Ethereal 12.50 vs Stockfish 12 CCRL FRC testing has this chunk of games right at the very end of the 300 games they played :
1 1 0 = 0 0 = 1 0 1 1 1
+6-4=2 for Ethereal. +4-1 in the last 5 games.
Overall results are +22-185=93.
One thing that should be said is that error bars are directly correlated to the results variance. Play e.g. 100 games N times and measure the distribution of results. When the draw rate is higher (as it is with longer TC and more threads), the standard deviation will go down, while the sample size is unchanged. But I don't know if intrinsic WDL is enough or if you need experimental data to build a good prior for error bar computations.
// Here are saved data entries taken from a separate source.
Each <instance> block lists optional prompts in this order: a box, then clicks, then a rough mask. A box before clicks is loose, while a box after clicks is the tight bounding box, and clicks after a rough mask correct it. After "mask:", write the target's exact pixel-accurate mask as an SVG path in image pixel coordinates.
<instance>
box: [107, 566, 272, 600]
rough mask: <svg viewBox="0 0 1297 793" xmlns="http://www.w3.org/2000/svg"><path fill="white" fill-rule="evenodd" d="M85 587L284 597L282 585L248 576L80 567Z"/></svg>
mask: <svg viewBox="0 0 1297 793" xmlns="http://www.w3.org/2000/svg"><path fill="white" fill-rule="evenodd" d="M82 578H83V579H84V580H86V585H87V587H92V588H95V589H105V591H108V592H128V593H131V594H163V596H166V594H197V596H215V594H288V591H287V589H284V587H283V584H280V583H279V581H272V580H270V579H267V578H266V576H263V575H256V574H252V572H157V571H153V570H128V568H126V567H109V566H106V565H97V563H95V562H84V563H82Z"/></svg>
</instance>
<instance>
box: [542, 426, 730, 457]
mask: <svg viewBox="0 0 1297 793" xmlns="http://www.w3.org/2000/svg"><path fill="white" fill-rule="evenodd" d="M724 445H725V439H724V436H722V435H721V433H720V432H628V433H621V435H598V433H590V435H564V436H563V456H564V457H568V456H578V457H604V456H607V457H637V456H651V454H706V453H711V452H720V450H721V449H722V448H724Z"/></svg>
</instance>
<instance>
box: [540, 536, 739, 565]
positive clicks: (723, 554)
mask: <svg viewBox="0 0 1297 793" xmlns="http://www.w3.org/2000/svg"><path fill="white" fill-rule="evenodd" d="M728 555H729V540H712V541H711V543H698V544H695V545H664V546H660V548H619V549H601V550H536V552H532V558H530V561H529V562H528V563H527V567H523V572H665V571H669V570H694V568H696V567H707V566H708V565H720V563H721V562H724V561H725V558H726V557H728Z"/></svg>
A simple thought experiment involves an engine X playing a drawless game. In self-play playing both sides in equal amount, the intrinsic WDL will always be 50/0/50. However, at very long TC the engine might achieve 100% win with the strong side and no variance at all, while at very short TC the weak side at the start of the game could snatch wins, creating variance. So, it seems intrinsic WDL by itself isn't enough to properly assess variance. And of course, measured WDL will be off compared to the intrinsic WDL, so this increases unreliability.
In the end, that you might get away with less games for the same confidence doesn't mean multiple orders of magnitude less.